To judge from some of the headlines, you would have thought he claimed that extirpating homosexuality was as urgent as protecting the rainforest. His actual words were much more rambling and even progressive: that "[the earth] is not simply our property to be exploited according to our interests and desires" and the same is true of our gendered nature. This is why
he attacked "gender studies" in particular, because they seem to make human sexuality something infinitely malleable and subject to our will.
He sees human nature, and the nature all around us both as gifts of God, with their own intrinsic values independent of our purposes. Self-fulfilment, in this view, is not doing what we want, but what God – or our true nature – wants. The real target of his attack is not the condition of homosexuality, but the more general attitude which says that sex is solely a matter of pleasure between autonomous individuals.

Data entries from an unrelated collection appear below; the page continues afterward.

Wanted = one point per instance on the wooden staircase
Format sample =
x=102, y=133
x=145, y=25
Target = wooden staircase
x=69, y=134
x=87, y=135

You may disagree with him. But given the consistent Catholic view that a stable, heterosexual family is the foundation of society and the place where all morals and virtues are best nurtured, his remarks are not egregious bigotry. Without – he would argue – families in which children may grow up with a sense of responsibility for others, and for the earth, there will be no effective action to save the planet.
The Catholic church is a conservative organisation. It believes that homosexuality is unnatural in the sense that it is not what God had in mind. That isn't going to change in a hurry. But it is not homophobic in the way that evangelical protestantism can be. I really don't think that its official line on gays suggests that they are greater sinners, or a greater threat to marriage, than adulterers. The defence of the family is not always in Roman Catholic usage a code for scapegoating gay people.